To me he was Free Lebanese Thought. Scratch that, make it Free Thought period, for free thought can not be bound by geography. A school of thought based on deep-wide-long-fat knowledge, smart-logical-surgically precise analysis, and genetically gifted vision that can not be acquired or taught.

We have a void to fill, a void that can only be filled with a collective effort. So today we, each of us, must think a little harder, read a little bit more, make that read a lot more, dig a little deeper, look a little bit further.

Today we graduated. It is now time to work.

Tuesday, February 22, 2011

Another Siniora achievement

A dozen decades-young trees chopped down to make room for a few extra meters of luxury treeless housing in Beirut. (Brought to you by Fouad Siniora, the developer)

Wednesday, February 16, 2011

To Egypt....

I've been to Egypt twice. Each time I took notes so I could blog about
the trips but never got to it. Now I kinda have to do it...
My last trip to Cairo was just last October. To get there I had to go
through Rafiq Hariri airport in Beirut. Why should I start there?
Well, it's because of this idiot who was sitting behind me at airport
cafeteria.
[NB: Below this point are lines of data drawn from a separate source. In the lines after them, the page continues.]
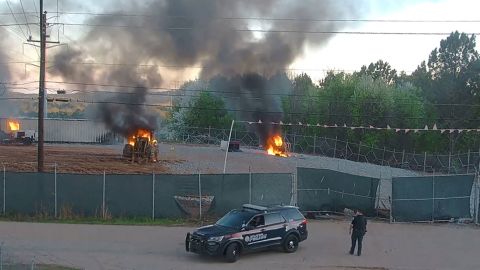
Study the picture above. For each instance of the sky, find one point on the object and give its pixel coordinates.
(403, 52)
(343, 52)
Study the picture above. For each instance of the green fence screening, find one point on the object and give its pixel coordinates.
(79, 195)
(128, 195)
(326, 190)
(270, 189)
(431, 198)
(168, 186)
(229, 191)
(30, 193)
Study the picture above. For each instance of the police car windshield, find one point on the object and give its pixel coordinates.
(235, 219)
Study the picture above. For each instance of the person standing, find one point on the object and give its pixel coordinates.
(358, 228)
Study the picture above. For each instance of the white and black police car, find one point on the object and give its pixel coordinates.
(250, 229)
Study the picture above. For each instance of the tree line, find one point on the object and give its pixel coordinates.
(442, 91)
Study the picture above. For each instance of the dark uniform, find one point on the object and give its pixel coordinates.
(359, 224)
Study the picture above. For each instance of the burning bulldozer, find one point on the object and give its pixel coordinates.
(275, 146)
(141, 147)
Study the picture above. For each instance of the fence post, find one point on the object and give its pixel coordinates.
(359, 148)
(403, 158)
(1, 256)
(449, 161)
(153, 195)
(346, 150)
(294, 140)
(55, 169)
(468, 160)
(433, 197)
(249, 185)
(335, 147)
(477, 203)
(314, 142)
(4, 192)
(425, 162)
(103, 196)
(200, 195)
(383, 156)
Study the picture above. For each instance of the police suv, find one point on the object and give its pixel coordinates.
(249, 229)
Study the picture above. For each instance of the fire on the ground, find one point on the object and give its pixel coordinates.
(15, 135)
(276, 146)
(140, 146)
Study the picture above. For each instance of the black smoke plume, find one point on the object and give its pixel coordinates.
(214, 34)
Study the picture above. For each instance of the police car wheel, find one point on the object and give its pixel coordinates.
(291, 244)
(232, 252)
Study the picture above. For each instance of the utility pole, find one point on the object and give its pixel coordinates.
(41, 86)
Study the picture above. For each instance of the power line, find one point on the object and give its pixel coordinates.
(273, 19)
(26, 21)
(265, 30)
(15, 18)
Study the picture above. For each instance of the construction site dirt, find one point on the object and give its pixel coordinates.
(175, 159)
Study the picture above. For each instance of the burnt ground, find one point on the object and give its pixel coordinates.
(176, 159)
(83, 159)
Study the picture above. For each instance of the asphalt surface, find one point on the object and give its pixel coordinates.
(386, 246)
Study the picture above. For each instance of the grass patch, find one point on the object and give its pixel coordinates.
(38, 267)
(141, 221)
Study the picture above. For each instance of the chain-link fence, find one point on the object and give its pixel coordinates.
(62, 195)
(453, 163)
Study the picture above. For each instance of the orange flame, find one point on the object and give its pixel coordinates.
(14, 125)
(141, 133)
(276, 147)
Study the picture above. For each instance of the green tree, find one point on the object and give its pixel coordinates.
(379, 70)
(452, 76)
(204, 111)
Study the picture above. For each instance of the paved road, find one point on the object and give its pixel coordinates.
(387, 246)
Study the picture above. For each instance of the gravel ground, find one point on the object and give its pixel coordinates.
(386, 246)
(210, 159)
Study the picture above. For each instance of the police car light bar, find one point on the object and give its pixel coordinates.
(254, 207)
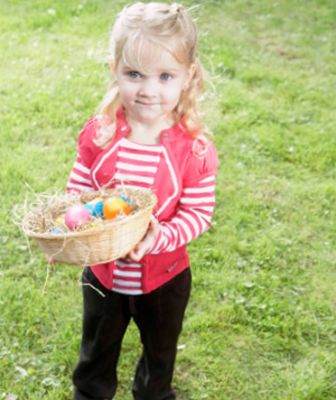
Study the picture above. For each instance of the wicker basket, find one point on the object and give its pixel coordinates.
(109, 241)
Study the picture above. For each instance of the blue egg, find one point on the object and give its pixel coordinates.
(96, 209)
(125, 199)
(56, 230)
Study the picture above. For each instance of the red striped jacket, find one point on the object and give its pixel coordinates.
(186, 161)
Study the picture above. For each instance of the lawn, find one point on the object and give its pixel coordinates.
(261, 320)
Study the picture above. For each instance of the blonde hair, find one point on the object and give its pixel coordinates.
(152, 27)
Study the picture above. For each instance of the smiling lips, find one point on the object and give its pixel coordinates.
(146, 104)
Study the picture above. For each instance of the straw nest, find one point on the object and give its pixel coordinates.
(97, 242)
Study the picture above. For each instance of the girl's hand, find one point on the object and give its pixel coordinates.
(147, 242)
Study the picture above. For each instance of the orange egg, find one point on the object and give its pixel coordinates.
(115, 206)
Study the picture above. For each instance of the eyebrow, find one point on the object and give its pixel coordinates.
(163, 70)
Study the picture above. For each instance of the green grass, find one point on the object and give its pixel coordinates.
(261, 321)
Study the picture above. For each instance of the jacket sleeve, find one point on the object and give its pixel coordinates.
(79, 179)
(194, 212)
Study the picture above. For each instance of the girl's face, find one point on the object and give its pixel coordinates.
(149, 96)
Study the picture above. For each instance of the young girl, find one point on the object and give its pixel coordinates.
(147, 133)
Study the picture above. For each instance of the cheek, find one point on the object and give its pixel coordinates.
(126, 92)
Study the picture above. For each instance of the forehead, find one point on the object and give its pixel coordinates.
(149, 57)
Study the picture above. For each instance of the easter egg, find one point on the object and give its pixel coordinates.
(56, 230)
(76, 215)
(114, 206)
(95, 208)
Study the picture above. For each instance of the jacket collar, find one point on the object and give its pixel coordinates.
(168, 134)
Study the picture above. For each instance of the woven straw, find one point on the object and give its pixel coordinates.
(108, 241)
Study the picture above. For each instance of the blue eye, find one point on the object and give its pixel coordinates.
(134, 74)
(165, 76)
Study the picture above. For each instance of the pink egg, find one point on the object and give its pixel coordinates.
(76, 216)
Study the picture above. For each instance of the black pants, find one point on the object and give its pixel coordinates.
(159, 317)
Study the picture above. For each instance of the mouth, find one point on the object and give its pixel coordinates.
(145, 103)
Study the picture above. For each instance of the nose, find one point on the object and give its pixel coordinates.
(148, 88)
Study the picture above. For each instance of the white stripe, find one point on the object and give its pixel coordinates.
(206, 208)
(139, 157)
(79, 178)
(133, 186)
(126, 283)
(196, 200)
(126, 264)
(127, 291)
(130, 274)
(138, 146)
(82, 168)
(135, 167)
(79, 187)
(138, 178)
(208, 179)
(199, 190)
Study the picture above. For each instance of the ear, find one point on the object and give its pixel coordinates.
(190, 74)
(112, 68)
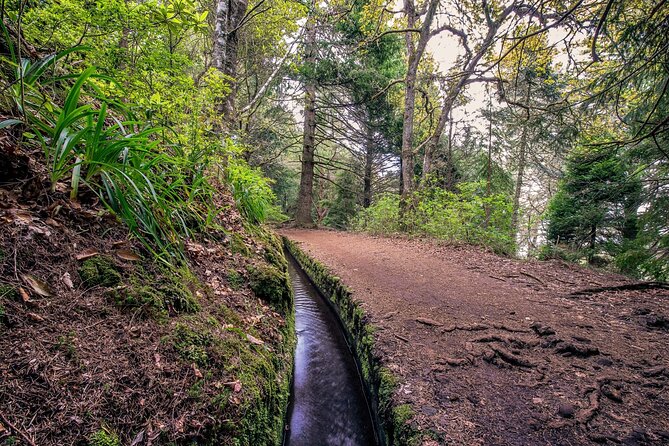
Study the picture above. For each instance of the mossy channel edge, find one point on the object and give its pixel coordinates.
(392, 420)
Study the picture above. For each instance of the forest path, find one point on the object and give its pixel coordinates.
(496, 351)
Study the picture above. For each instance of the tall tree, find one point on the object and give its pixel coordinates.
(303, 215)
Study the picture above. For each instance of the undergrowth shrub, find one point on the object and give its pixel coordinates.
(250, 189)
(159, 180)
(468, 216)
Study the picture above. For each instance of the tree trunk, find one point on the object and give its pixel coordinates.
(229, 16)
(303, 216)
(415, 52)
(521, 165)
(369, 163)
(469, 69)
(450, 167)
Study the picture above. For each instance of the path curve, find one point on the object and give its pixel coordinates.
(494, 351)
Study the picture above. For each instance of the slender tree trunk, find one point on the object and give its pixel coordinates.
(469, 69)
(303, 216)
(369, 163)
(593, 243)
(489, 163)
(521, 165)
(450, 167)
(415, 52)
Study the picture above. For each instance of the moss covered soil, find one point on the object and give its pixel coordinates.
(98, 348)
(393, 418)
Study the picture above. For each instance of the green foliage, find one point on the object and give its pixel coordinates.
(382, 217)
(345, 204)
(272, 285)
(8, 291)
(191, 345)
(251, 190)
(596, 207)
(156, 293)
(104, 437)
(235, 280)
(468, 216)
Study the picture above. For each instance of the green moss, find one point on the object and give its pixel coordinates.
(235, 280)
(191, 345)
(382, 384)
(170, 290)
(8, 292)
(404, 433)
(175, 291)
(99, 271)
(238, 245)
(271, 285)
(104, 437)
(66, 345)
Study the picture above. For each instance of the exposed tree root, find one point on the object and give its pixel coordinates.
(626, 287)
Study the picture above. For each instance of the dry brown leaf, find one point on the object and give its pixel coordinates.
(38, 286)
(67, 280)
(87, 254)
(51, 222)
(35, 317)
(126, 254)
(254, 340)
(426, 321)
(23, 216)
(26, 298)
(139, 438)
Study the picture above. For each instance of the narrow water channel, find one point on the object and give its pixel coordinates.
(328, 404)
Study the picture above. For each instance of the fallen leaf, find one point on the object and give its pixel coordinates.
(26, 298)
(23, 216)
(51, 222)
(67, 280)
(138, 438)
(254, 340)
(35, 317)
(87, 254)
(38, 286)
(426, 321)
(126, 254)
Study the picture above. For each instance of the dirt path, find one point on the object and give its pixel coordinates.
(493, 351)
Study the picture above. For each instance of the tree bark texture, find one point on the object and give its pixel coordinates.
(303, 215)
(229, 17)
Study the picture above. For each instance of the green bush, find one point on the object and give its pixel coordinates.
(380, 218)
(468, 216)
(250, 189)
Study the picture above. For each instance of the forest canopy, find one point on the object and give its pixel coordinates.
(533, 129)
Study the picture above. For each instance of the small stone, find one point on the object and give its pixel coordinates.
(654, 371)
(606, 362)
(566, 410)
(612, 394)
(429, 410)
I was sipping an overpriced Almaza when I hear someone
loudly ordering Foie Gras. I was so tempted to turn around and see
what the biggest douche on earth looks like, but I opted to leave it
to my imagination. I didn't want to risk recognizing him and having to
talk to him over airport cafeteria foie gras. 90 seconds later, douche
yells at waitress, "What happened to the Foie Gras I ordered?" You
see, the people at the end of the bar didn't get to hear him the first
time around. Finally, there are many globally recognized ways of
asking for the bill. Most of them are silent and involve hand signals
that look like air signatures. In case of douche, it's a very loud
"Here's a $100 bill to pay for the Foie Gras I had." I never saw his
face, but I'm pretty sure he had a goatee.
During the revolution, Egyptian TV was accused of blatant propaganda.
It must have been the panic of the regime that led to that because
back in October the propaganda was a lot more subtle. As you board
Egypt Air and take a look at the flight map you'll find something
striking about Libyan-Egyptian border. You can easily see where one
country ends and the second starts because as we all know Egypt is a
vast expanse of Green while Libya is where the Sahara starts. I know
you've seen pictures of sand around the pyramids in Giza, well these
were taken before Mubarak's agricultural policies were implemented.
Today, the Sphinx sports a full head of green Hair.
There was someone sitting in my seat, but before I expressed myself
there were passengers within a 5 row radius telling the guy that he
should move over because he's in the wrong seat. This is a bit scary
because even before they enjoyed freedom of speech, an average
Egyptian would go through my average daily quota of words before
breakfast. So I can't fathom what things are like today.
The traveler's prayer, which apparently is common ritual on Arab
airlines, is supposed to put your mind at ease; but personally I'd
rather see the captain blow through a breathalyser. The flight was
sponsored by Talaat Mustapha, isn't he the corrupt father of that
convicted killer? Not very reassuring, but I arrived in Egypt. Spent 3
days. Loved every moment. The End.

Thursday, January 27, 2011

To Bouazizi

3 Months ago I wrote this blurb about Fayrouz and Ziad's latest CD and the concept of Hope. I stated my preference for Hope that rises from hopelessness rather than the false hope that often dominates. Little did I know that a street vendor from Sidibouzid, a town I had never heard of in Tunisia, will personify  that Hope that I was imagining. I imagined it powerful, but never in my most hopeful dreams did I imagine this.

There's a long and tough road ahead, but I can now throw my cautiousness aside and say... Yes, there is Hope.